You mess with Harpo Marx, you get the horns.

Saturday, April 23, 2005

Douglas Adams is rolling over...

...in his grave. He must be, given the state of the first cinematic adaptation of his legendary trilogy (in five books) The Hitchhiker's Guide to the Galaxy. Zaphod Beeblebrox has only one head. One bleedin' head!!! It's an outrage! Everyone who's so much as glanced at the books knows that Zaphod had the second head installed before the events occuring at the start of the book. The BBC, in their excellent attempt to translate the books to television, even got that detail right, even if the second head was a pathetic electronic model (Adams of course wrote it.) With today's CGI, don't tell me they couldn't find a way to get Zaphod's second head in. If Peter Jackson can have a completely computer-animated Gollum skulking about in J.R.R. Tolkien's The Lord of the Rings, Zaphod Beeblebrox should be able to keep his second bloody head (you stupid gits)!!!

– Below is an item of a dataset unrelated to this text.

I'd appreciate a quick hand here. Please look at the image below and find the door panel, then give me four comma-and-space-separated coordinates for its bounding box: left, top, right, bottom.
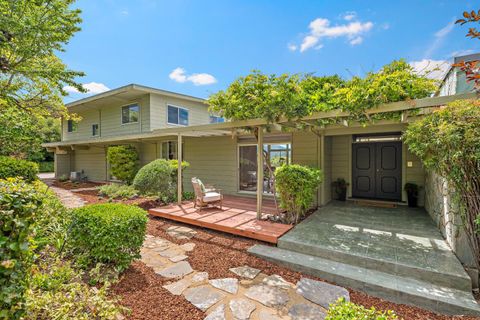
352, 143, 375, 198
375, 142, 402, 201
352, 141, 402, 201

They are generously giving Douglas Adams a posthumous Executive Producer credit. Douglas, of course, wrote the original script (which was then re-written by someone and finally "polished" by current director Garth Jennings, who's fine credentials allowing him to be chosen for this important project are two music videos and designing titles for The Ali G Show. Apparently he polished the screenplay with a hatchet. ("Hmmm...two heads? I don't know how I'll be able to get that in widescreen. One'll have to come off!") Maybe he'll stick to form and the movie will only be 3 and a half minutes long.

Jerry Bruckheimer is behind this...I'm sure of it. Rant concluded.

Update: No, it's Disney. Apparently they've eliminated the second head so it won't frighten little children when Zaphod appears at California Adventure and Disneyland. Next up for them, a remake of Treasure Island where Long John Silver's peg leg has been changed to a mild limp. After that it's a remake of The Miracle Worker, only instead of being blind and deaf, Helen Keller is only farsighted and sensitive to loud noises.

Update #2: Stew informs me that Zaphod's second head will actually appear in the film, in short bits via some special effects. Apparently the second head vanishes back into Zaphod's body for long stretches of the film. My response: Obviously this strategy was chosen because the filmmakers are cheap, unimaginative hacks, too stingy to pay for a computer generated second head for the length of the film, and unable to figure out a way to frame and write dialogue for the second head (Hint to the filmmakers: Douglas Adams has already worked that problem out for you.) Zaphod's second head did not do a disappearing act in the radio series, the book, or the BBC programmes, all supervised in part or whole by Adams. Are we to believe that a first-time feature director who cut his teeth on music videos knows better than one of the foremost British humourists of the late 20th century? If so, we might as well let Hamlet be directed by badgers, and MacBeth by potted azeleas. They would do less damage than this.